So Richard More took the map and went out. He had come expecting to make a business inquiry, in a businesslike way; and he had encountered something that was not business—something that the piece of worn and discolored paper seemed vaguely to whisper as it rustled in his pocket.
THE next day he brought the runabout to the door and honked once—and waited.
Eleanor coming down the path stopped—and glanced at the car.

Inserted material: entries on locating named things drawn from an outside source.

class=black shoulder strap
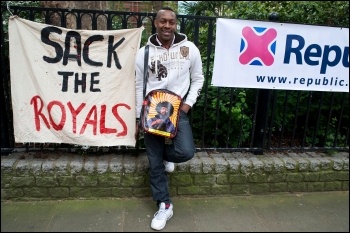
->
[143,45,149,97]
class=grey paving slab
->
[1,191,349,232]
[47,200,124,232]
[1,201,55,232]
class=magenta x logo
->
[239,27,277,66]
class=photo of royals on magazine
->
[141,90,182,138]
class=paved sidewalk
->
[1,191,349,232]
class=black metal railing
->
[1,6,349,154]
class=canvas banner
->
[9,16,144,146]
[212,18,349,92]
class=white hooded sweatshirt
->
[135,33,204,118]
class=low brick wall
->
[1,152,349,200]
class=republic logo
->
[239,27,277,66]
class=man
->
[136,7,204,230]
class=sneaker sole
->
[151,211,174,231]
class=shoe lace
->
[154,209,167,219]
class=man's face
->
[160,107,168,116]
[154,10,177,43]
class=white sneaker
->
[151,202,173,231]
[163,160,175,172]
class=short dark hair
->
[156,6,176,18]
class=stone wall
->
[1,152,349,200]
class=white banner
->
[9,16,144,146]
[212,18,349,92]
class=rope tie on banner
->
[6,1,13,16]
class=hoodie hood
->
[147,32,187,47]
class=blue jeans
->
[144,111,195,204]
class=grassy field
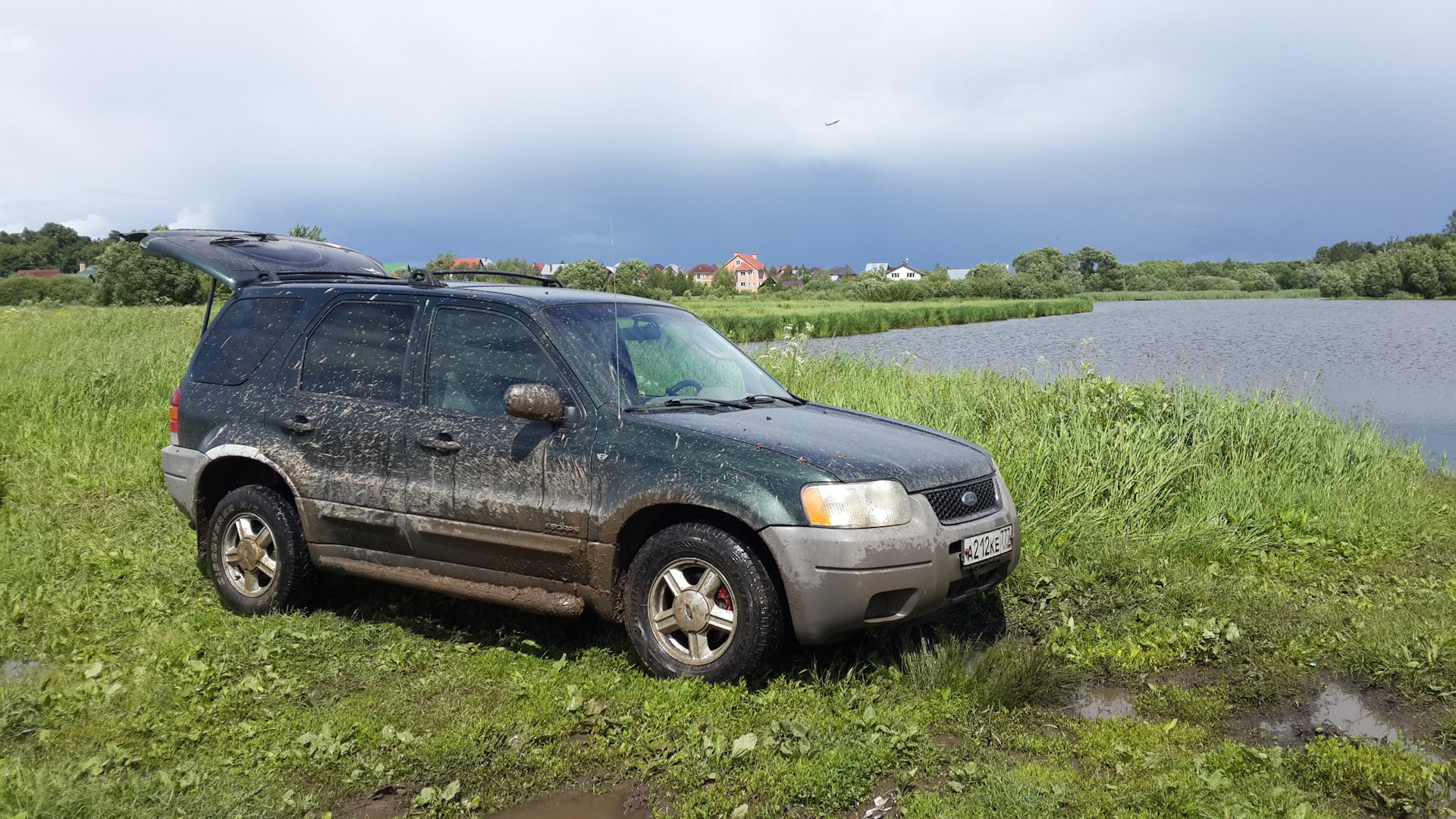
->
[0,307,1456,819]
[1082,288,1320,302]
[677,297,1092,343]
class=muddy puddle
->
[0,661,46,683]
[1254,680,1442,762]
[1072,685,1138,720]
[1072,680,1443,761]
[491,786,652,819]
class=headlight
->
[799,481,910,529]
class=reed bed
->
[1081,287,1320,302]
[680,299,1092,343]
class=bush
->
[1320,270,1356,299]
[96,242,207,306]
[0,275,95,305]
[864,281,930,302]
[1239,270,1279,293]
[1184,275,1239,290]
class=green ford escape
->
[145,231,1021,680]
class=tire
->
[207,485,318,615]
[625,523,783,682]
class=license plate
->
[961,526,1010,566]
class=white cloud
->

She quickened her steps, a look of happy surprise in her face.
“You are going to drive yourself!”
“Trust me—can’t you?” said Richard.
She got in with a sigh of content. “There are always people!” she said, “and people and people!—till you can’t think!” She threw out her hands in a whimsical gesture.
“Well—you can think now!... No one to hinder!”
They took the road to the open country. And she rested back beside him. He could feel her quiet contentment—though she did not speak—not even when they left the open highway and travelled a rougher road that skirted the hills and came at last to the end of a grass-grown cart-path half-way up the hill. He turned the nose of the car a little one side.
“As far as we go,” he said quietly.
She got out with a smile. “Farther than last time—isn’t it?” She looked about her happily.
“You remember then?” he said. He came and stood beside her.
“Did you think I could forget?”
“It has been a long time——”
“Only a minute,” she replied gayly. “Come—are we going up?”
“I wonder—?” He looked a little doubtfully at the hill before them—and there was a hill beyond that, he knew, and another beyond that.
“It’s more of a climb than I remembered,” he said thoughtfully.
But she was already going on ahead of him, pushing aside the underbrush and walking with light step.... The birch stems came between them and he saw her hazily, always a little ahead, ascending the hill.... Then her pace slowed and he hurried and overtook her.
He looked at her sternly. “Sit down!” he said.
He spread his coat and she sat down on it almost meekly. She was breathing fast. There was a little flush of color in her face.
She looked about her with happy eyes. “Oh—I am glad you thought of it!”
“You have no sense!” said Richard shortly.
“Sense—?... Oh!”
“To hurry like that!—We have the day before us!”
“Have we?” She looked about with a little puzzled vagueness. “I think I must have been hurrying—to get back to set the table for dinner!” She was laughing at him. “It felt like being a girl!” she said.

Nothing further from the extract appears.